Remembering Renie
Oil Painting: "Birch Trees" by Tatiana Yanovskaya-Sink / From Russia with Art |
Three years.
My friend Renie drew her last breath three years ago. She was so young. And so alive. And so loved. She chose her way out, not by hurrying death in any way, but simply by being present for it. Courageous beyond belief. Cancer took over her liver, and it was not an easy way to go.

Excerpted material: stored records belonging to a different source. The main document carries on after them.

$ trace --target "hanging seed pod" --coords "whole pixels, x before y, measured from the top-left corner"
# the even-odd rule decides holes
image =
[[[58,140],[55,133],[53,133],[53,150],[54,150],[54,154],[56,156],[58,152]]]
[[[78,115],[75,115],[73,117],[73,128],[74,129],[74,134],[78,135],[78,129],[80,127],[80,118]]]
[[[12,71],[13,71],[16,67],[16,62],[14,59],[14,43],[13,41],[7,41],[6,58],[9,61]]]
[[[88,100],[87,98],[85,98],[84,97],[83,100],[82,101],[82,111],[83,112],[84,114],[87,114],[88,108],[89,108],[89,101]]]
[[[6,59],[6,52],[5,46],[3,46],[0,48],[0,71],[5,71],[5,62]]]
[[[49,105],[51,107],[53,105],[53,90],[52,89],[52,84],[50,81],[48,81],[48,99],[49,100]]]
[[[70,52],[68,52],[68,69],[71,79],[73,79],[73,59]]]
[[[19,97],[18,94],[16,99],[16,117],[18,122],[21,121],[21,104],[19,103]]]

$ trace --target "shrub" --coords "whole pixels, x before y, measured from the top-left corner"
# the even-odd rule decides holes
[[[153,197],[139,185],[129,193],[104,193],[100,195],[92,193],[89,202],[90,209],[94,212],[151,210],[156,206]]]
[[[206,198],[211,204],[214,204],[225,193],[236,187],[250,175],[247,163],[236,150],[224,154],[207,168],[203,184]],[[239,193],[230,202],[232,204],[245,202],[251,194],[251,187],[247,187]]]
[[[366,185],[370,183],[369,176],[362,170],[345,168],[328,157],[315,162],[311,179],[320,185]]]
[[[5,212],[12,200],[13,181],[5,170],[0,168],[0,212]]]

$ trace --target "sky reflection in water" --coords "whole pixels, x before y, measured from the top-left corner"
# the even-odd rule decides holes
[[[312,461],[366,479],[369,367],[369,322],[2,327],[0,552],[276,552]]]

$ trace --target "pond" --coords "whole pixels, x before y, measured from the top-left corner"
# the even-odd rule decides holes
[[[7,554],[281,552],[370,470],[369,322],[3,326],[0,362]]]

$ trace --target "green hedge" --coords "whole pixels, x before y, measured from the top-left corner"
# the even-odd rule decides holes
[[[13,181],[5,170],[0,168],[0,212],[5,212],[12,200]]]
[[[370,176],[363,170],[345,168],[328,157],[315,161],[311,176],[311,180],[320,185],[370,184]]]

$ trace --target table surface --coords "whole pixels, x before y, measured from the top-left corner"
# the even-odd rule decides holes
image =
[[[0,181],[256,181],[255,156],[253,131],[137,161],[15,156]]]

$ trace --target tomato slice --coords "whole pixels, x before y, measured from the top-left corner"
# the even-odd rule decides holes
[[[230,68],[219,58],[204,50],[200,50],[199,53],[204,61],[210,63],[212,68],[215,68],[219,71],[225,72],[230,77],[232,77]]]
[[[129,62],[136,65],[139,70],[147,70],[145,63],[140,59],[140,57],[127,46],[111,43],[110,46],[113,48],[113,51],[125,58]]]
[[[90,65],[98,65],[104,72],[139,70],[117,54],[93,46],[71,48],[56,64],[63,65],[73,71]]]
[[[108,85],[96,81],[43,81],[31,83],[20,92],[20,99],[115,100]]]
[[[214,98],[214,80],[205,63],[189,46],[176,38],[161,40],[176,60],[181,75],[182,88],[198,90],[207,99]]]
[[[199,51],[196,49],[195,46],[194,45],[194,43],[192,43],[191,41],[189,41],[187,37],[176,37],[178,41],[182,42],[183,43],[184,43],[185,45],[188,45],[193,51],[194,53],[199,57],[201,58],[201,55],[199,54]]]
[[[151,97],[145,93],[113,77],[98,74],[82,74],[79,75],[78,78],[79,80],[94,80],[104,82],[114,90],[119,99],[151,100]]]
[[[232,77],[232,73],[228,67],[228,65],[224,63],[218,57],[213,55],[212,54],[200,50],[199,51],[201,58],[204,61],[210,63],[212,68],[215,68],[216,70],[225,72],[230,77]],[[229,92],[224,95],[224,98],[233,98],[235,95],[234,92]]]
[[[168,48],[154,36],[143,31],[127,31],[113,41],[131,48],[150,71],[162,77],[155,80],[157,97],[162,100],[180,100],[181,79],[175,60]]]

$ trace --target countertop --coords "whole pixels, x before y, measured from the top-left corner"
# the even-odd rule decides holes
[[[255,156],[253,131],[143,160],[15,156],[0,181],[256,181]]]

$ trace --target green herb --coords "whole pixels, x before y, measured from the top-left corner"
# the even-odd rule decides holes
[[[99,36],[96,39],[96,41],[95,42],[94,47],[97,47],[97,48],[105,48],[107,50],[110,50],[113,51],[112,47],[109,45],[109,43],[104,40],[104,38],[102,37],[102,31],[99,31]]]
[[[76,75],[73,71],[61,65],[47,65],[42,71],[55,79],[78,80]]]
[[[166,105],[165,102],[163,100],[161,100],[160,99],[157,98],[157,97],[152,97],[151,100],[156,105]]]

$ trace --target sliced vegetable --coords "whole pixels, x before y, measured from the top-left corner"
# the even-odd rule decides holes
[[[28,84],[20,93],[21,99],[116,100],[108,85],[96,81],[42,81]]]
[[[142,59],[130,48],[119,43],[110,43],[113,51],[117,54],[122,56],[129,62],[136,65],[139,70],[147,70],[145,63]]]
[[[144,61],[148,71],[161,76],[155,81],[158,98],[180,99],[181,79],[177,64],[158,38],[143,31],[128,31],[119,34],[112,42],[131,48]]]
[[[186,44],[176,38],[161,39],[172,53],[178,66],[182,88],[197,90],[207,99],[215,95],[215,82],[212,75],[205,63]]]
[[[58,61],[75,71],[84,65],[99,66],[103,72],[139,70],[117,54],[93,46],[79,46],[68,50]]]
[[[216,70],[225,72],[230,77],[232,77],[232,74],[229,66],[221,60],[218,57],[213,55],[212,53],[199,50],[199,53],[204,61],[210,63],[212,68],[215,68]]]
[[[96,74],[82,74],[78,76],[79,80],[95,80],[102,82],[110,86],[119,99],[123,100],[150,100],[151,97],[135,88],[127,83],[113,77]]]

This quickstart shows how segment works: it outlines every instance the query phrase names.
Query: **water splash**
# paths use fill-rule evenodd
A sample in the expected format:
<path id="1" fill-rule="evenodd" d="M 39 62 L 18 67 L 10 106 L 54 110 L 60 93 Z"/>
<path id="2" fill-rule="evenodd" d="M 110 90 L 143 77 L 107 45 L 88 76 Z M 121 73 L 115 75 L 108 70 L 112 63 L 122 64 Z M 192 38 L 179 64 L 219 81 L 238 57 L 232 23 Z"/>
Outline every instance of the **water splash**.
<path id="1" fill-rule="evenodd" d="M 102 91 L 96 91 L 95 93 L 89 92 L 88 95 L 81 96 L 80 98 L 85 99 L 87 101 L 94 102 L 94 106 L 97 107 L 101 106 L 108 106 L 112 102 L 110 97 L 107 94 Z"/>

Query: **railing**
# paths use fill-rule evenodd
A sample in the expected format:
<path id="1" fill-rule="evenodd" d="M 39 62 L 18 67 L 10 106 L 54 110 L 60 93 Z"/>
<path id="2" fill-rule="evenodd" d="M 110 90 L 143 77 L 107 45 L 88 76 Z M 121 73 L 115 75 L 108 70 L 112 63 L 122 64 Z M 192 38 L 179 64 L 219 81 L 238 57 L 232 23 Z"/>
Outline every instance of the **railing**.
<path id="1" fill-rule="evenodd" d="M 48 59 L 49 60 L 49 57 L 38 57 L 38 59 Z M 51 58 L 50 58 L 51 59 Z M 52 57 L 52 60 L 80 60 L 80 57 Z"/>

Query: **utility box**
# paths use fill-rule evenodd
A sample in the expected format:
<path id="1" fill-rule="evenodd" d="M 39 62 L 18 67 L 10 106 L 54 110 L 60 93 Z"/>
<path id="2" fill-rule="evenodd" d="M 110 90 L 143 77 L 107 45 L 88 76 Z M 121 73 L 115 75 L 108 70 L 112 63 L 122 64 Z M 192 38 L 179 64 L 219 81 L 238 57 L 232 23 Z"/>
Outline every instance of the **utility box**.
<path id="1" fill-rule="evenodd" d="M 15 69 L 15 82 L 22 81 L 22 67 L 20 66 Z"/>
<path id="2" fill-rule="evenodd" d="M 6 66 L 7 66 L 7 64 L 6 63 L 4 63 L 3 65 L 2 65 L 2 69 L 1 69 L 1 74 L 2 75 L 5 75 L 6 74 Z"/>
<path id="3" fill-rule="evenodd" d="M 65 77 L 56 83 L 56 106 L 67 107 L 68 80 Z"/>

But before that and a good while back we worked together for five years. Amazing woman. Gifted writer. A spirit so free, so unfettered by convention, it's a wonder she stayed earth-bound as long as she did. She was never easy to track down and I'm not given to calling people for help, but amazingly, during my darkest, most difficult why-is-this-happening-to-me moments, she never failed to answer my distressed phone calls. Oh, honey, that's SO big. And I was off and running and she was listening with her low coos and her OhHoneys. Nothing I said, no amount of despair, no level of wretchedness turned her away.
A mutual friend often organizes events to remember and to honor Renie. I can't bring myself to go to a single one. I just haven't found the courage to show up for the level of grief I fear I'll encounter in a group lament for our friend.
So I remember her quietly.
And here.
Maybe someday, I'll be a big girl.
But not today.
Renie loved rocks, water, and trees.
Here's a snippit from Robert Frost's poem Birches
And then come back to it and begin over.
May no fate willingly misunderstand me
And half grant what I wish and snatch me away
Not to return. Earth is the right place for love:
I don't know where it's likely to go better.
I'd like to go by climbing a birch tree,
And climb black branches up a snow-white trunk
Toward heaven, till the tree could bear no more,
But dipped its top and set me down again.
That would be good both going and coming back.
One could do worse than be a swinger of birches.